Mezopotamya Ajansı’ndan (MA) Ömer Güngör SYKP kurucularından Mahir Sayın’a, Ortadoğu’da İsrail-İran gerilimiyle artan çatışmalar karşısında, PKK kurucusu ve önderi Abdullah Öcalan’ın çözüm önerilerine, bu bağlamda demokratik toplum, konfederalizm ve sosyalizm modeline ilişkin görüşlerini sordu. Ancak Sayın’ın değerlendirmelerine MA’da yine kısaltılmış haliyle ve sorular da kısmen değiştirilmiş olarak yer verildi. Biz Ömer Güngör’ün ilk sorularını ve aynı zamanda Siyasi Haber’ in de yazarlarından olan Mahir Sayın’ın verdiği cevapları eksiksiz yayımlıyoruz. – SH
“Emperyalistler arası paylaşım gerginliklerinin ortasında yer alan Ortadoğu’da, bölgesel hegemonya gerilimlerinin de katkısıyla oluşan durum bitmez tükenmez bir gerilim ve savaş ortamı yaratmaktadır… Sayın Öcalan’ın önerdiği demokratik konfederalizm, bölge halklarının barışa ve refaha kavuşabilmeleri için tek seçenek gibi durmaktadır. Zaten başka hiçbir barışçıl proje de ortada yoktur.”
“Demokratik Sosyalizm ve konfederalizm tüm bir kapitalist sistemin düşman olacağı bir seçenek oluşturmaktadır… Ama insanlığın kapitalizmin yarattığı yabancılaşmadan ve hatta yok oluştan kurtuluşu da ancak bu projenin başarıya ulaşmasıyla mümkündür.”

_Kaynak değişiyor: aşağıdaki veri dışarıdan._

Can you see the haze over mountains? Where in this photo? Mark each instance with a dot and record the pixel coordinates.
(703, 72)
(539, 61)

4 Nisan 1949 tarihinde kurulan NATO, Afganistan müdahalesi ile ilk defa Ortadoğu’ya fiili bir müdahalede bulundu. Bugünkü İran-İsrail arasındaki mevcut çatışmaya kadar uzanan bu müdahale tarihsel olarak mezhepsel gerilimler ve küresel güçlerin vekâlet savaşlarıyla şekillenmeye devam ediyor. Bu savaşlara dair birçok teorik tartışma yürütüldü. Sizce bu savaşlar, Ortadoğu’daki kapitalist hegemonya mücadelesinin bir sonucu olarak mı derinleşiyor, yoksa başka yapısal faktörler de var mıdır?

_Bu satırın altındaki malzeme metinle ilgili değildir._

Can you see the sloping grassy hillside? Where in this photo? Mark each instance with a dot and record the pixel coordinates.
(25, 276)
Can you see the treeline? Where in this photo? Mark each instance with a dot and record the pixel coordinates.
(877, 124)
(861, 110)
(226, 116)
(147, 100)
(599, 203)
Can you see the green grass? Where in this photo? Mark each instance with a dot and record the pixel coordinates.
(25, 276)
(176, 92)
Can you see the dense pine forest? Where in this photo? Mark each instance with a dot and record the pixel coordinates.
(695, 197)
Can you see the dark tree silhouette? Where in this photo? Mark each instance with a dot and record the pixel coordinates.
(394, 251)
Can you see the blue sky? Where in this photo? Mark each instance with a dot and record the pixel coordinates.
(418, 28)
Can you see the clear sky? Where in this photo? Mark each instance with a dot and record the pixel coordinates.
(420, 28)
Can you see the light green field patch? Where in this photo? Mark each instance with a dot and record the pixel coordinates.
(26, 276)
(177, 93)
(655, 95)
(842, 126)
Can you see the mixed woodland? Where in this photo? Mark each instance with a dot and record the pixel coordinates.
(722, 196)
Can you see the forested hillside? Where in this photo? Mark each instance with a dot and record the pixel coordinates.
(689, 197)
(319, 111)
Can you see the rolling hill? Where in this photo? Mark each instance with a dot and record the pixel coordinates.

Ortadoğu’nun küresel açıdan önemi antik çağlardan beri devam edegelir. Bu zıtlaşmaların yarattığı dinsel, mezhepsel ve ulusal çelişkiler kapitalizmin yarattığı yeni çelişkilerle iç içe geçmiş olarak yaşamaya devam etmektedirler. Ancak 20. yüzyılın başından beri domates yetiştirmek değil de petrol çıktığı için bu stratejik önem yeni bir stratejik düzeyde ekonomik anlam kazanmıştır. Bölgenin başına gelenlerde şimdiki esaslı neden petrol kaynaklarının aşağı yukarı yüzde 50’sine ve gaz rezervlerinin de yüzde 40’ına sahip olmasıdır. Enerji bütün kapitalizmin damarlarında akan kan gibidir. Bu rezervlerin paylaşımı küresel büyük güçlerin olduğu kadar bölgesel hegemonya peşinde olan bölge ülkelerinin hepsi açısından da son derecede önemlidir. Akdeniz havzasının gaz zenginliği de yeni bir bölgesel hegemonya kavgası faktörünü işin içine dahil etmiştir.
Buna ek olarak İsrail devletinin bölgede emperyalizmin bir ileri karakolu olarak kurulmasının ardından bölgenin stratejik matriksine İsrail’in güvenliği de yeni bir faktör olarak girmiş bulunuyor.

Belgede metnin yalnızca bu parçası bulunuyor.